The COVID-19 crisis that we are experiencing highlights the importance of collaborative platforms to ensuring service continuity in many domains where digital technology is king. This type of platform represents powerful opportunities, but the platforms can be efficiently and simply realised using low code.
Indispensable collaborative platforms
Driven by digital transformation initiatives over the past ten years, some companies have rolled out collaborative work tools to adapt to new use cases in communication, sharing, information storage and data analysis. These new use cases are the result of the need to communicate and have access to resources at any time, on any device (with ‘mobile first’ at the top of the trends). This can help improve processes and working methods and make them more agile, generate value quickly while minimising risks, and promote the work that is done.
But often, these tools can do so much more! This is where one of the aspects of the ‘low-code’ approach comes into play. With this approach, we can just use the tools available to support new uses and develop appropriate solutions quickly and affordably.
The low-code approach in a few words
The ‘low-code’ concept relies on a visual approach to application development. It allows anyone to create applications for the web and mobile, using predefined components through a graphical user interface (drag-and-drop configuration) and a logic driven by use case models. By working together, the professionals (‘citizen developers’, people who can develop without programming language knowledge) and IT create, iterate, and deploy applications in a fraction of the time needed using traditional methods and while keeping costs under control.

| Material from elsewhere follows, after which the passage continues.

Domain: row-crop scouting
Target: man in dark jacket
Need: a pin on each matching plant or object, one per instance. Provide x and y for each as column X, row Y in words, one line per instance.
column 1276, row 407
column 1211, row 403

However, it is a state of mind, above all. The purpose is to rethink how the solution is designed with the tools on hand to avoid reinventing the wheel, saving a great deal of time. Today, we have reached a certain level of maturity in the use cases covered thanks to the digital transformation that has impacted all fields. The market has become very rich; it is up to us to take advantage of it.
How to go about it
Faced with fast-changing business issues, it is essential to be agile in imagining solutions. The first challenge is to identify all the functional components available within the company and all the applications available on the shelf that target users can access directly without needing to make any significant effort to deploy (purchasing, infrastructure, etc.). The objective is to be fast and efficient to test the first idea and iterate until the solution is approved or rejected. It is important to progress step by step, focusing from the start on what is the riskiest and what brings in the most value to resolve the problem from the start.
Developing an application boils down to defining a data structure, processes and a human/machine interface. So, you must find a solution to manage and maintain data, for example by relying on a CMS (Microsoft SharePoint), an online storage solution (Google Drive) or a business application (Salesforce).
Then, you use a solution to process and analyse this data. On this point, all companies now have ‘business intelligence’ solutions (DigDash, Qlik, Tableau, etc.) available and, as a last resort, you can always use Excel. The last essential component is a digital communication channel to share information that is available to everyone at any time. This last point is very important where collaboration is king. And, by the way, it is often a starting point: what information should we publish, and for whom? Who is the owner, and how will it be kept up to date? Once the objective is clear and the governance defined, we can progress to designing the first prototype with the tools we have available.
A concrete case of a collaborative platform developed in low code
I recently set up a business project portfolio management platform to define and track the company’s strategy. After an inventory of the tools available, I relied on the enterprise version of Google Suite. The projects were naturally put in Google Sheet connected to Google Form to keep them up to date and, above all, assess their contribution to the strategic orientations. The few lines of code found their way into Google Apps Script to handle and process this data (evaluation by strategic orientation) to then be analysed with Google Data Studio. The reports and dashboards thus created make up the dynamic body of the site built with Google Site.
Everything was developed in a few weeks in just a few iterations in close collaboration with the end users to fit their needs as closely as possible. The strength of this kind of solution is that we can change the data structure, change a business rule or update the site on the day, or even within the hour, at any time with the user right by our side so we can see the impact immediately with them. The real key to success for this type of approach is the proximity and reactivity that is created with users.
Low code is a real alternative to market solutions and other, specific developments to support needs that are always changing. It is also an excellent approach to testing hypotheses and minimise risks with little effort (financial or human), which is very welcome in a time of crisis. Of course, low code cannot solve all problems, particularly the most complex. This approach is intended as a priority for problems related to transformation, communication, change or process management.